Une crise qui tourne en guerre civile

Chaque matin depuis leur arrivée en Syrie, ils se mettent en route pour être les témoins des effets de la répression exercée par le régime contre son propre peuple.

Depuis le début de leur mission, leur travail n’a pas été des plus faciles. La crise en Syrie a rapidement pris des tournures de guerre civile, faisant plus de 5 000 morts depuis le mois de mars 2011, selon un bilan publié par les Nations unies.

Face à un régime qui a visiblement perfectionné son art de la mise en scène, ces hommes qui parcourent le pays, vêtus de gilets orange et de chapeaux blancs, avaient dès le début peu de chances de réussir la tâche qui leur a été confiée : vérifier si Bachar al-Assad se conforme au traité de paix signé entre Damas et la Ligue arabe.

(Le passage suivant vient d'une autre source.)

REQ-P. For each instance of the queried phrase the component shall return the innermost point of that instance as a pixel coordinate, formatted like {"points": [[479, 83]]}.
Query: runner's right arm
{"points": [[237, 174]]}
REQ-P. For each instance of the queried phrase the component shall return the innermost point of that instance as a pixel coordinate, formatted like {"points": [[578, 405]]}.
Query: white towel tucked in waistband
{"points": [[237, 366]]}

Rankous, un village au cœur de la contestation

En cette froide matinée d’hiver, les observateurs se dirigent vers Rankous, un village situé à une heure de route au nord de Damas, entre les villages chrétiens de Saidnaya et Maaloula.

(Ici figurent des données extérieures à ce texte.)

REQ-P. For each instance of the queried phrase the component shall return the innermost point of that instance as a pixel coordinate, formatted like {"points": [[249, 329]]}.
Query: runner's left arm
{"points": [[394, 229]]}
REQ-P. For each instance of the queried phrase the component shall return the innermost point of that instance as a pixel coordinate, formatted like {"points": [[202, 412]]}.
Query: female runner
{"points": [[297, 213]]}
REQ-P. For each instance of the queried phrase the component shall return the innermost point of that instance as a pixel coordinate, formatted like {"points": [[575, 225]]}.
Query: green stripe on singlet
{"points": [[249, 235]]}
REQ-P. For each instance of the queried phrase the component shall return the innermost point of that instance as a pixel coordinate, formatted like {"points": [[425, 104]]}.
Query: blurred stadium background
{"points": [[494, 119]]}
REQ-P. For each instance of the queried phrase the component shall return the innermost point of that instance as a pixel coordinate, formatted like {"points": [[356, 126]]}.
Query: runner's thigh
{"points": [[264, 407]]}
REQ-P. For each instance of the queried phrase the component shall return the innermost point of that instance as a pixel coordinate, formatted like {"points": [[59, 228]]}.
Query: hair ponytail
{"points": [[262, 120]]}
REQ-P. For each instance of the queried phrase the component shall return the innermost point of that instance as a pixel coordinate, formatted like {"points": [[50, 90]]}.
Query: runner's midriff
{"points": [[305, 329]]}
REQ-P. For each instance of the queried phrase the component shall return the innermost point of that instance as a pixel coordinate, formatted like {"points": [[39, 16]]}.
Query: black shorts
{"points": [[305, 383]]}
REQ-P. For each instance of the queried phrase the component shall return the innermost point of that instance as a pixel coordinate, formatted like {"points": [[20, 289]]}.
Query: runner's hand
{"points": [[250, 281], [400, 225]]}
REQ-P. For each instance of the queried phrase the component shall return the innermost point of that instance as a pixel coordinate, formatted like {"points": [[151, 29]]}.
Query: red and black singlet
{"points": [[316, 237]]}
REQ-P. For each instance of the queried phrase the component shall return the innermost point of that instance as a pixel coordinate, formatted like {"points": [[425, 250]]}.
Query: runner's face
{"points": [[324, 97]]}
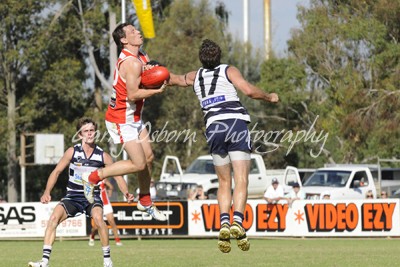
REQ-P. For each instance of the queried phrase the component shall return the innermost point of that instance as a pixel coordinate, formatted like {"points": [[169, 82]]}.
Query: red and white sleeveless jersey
{"points": [[120, 109]]}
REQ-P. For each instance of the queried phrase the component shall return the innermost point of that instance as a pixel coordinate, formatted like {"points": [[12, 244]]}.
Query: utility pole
{"points": [[267, 28]]}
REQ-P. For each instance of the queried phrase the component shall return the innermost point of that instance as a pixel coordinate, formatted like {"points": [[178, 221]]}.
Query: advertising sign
{"points": [[30, 219]]}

Rankous compte parmi la centaine de villages qui forment les bastions de la protestation contre le régime. Depuis près d’une semaine, le village était passé hors du contrôle de l’armée. Une nouvelle s’est répandue selon laquelle 33 personnes avaient été tuées suite d’une violente action de l’armée pour écraser la résistance de la population.

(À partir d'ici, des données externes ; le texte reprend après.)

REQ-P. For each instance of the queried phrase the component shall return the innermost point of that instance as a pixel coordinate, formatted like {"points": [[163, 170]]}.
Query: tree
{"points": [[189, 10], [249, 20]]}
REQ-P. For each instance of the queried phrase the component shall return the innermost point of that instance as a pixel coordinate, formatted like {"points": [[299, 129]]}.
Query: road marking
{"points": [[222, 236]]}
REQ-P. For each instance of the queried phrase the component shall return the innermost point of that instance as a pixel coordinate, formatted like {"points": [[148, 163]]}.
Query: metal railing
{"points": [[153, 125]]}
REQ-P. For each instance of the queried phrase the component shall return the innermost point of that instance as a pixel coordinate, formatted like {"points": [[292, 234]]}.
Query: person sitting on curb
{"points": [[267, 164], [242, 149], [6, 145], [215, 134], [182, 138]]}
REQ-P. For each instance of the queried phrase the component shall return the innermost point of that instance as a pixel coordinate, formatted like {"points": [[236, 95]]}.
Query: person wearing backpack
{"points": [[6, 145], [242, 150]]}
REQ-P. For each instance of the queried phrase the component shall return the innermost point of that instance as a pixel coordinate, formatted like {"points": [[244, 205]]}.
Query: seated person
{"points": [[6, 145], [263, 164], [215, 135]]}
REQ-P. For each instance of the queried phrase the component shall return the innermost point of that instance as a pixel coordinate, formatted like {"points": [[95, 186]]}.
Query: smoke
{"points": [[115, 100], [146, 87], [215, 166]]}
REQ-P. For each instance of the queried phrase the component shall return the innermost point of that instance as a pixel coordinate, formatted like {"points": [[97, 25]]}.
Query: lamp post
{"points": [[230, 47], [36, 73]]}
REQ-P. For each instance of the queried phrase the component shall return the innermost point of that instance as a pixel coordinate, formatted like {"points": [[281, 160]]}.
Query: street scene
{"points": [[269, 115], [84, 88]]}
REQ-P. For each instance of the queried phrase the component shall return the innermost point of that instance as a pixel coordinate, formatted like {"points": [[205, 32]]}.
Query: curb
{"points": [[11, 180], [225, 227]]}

Lorsque les observateurs arrivent, la tension est encore vive. Un convoi de police, des véhicules de l’armée syrienne et de la télévision d’Etat se fraient un passage à travers la circulation. A l’entrée de Rankous, quelques soldats sont alignés pour bloquer le passage et accueillir la mission, tout en les prévenant de la présence de gangs armés contrôlant le centre de la ville.

« La ville est contrôlée par des gangs armés »

Les observateurs remarquent des trous dans des sacs de sable, sans doute provoqués par des tirs. « C’est arrivé la nuit dernière, vers 23 heures », explique un soldat installé dans une guérite couverte de neige. « Ils ont roulé jusque devant notre poste de contrôle et nous ont tiré dessus. » L’observateur chargé de conduire le groupe décide alors de ne pas entrer dans le centre de Rankous. Il est trop effrayé.

Un minibus s’arrête et plusieurs caméras de la télévision syrienne s’attroupent. Les passagers, deux jeunes hommes, sont étourdis. Ils arrivent à lire le mot « Al-Dunia » écrit sur le micro d’un journaliste. « Al-Dunia » est une chaîne de télévision par satellite tenue par le très puissant cousin du président Bachar al-Assad, Rami Makhlouf. Les deux hommes savent très bien ce qu’ils peuvent et ne peuvent pas dire. Un conducteur de camion est ensuite invité par un soldat à descendre de son véhicule. Il s’exécute, avec précaution.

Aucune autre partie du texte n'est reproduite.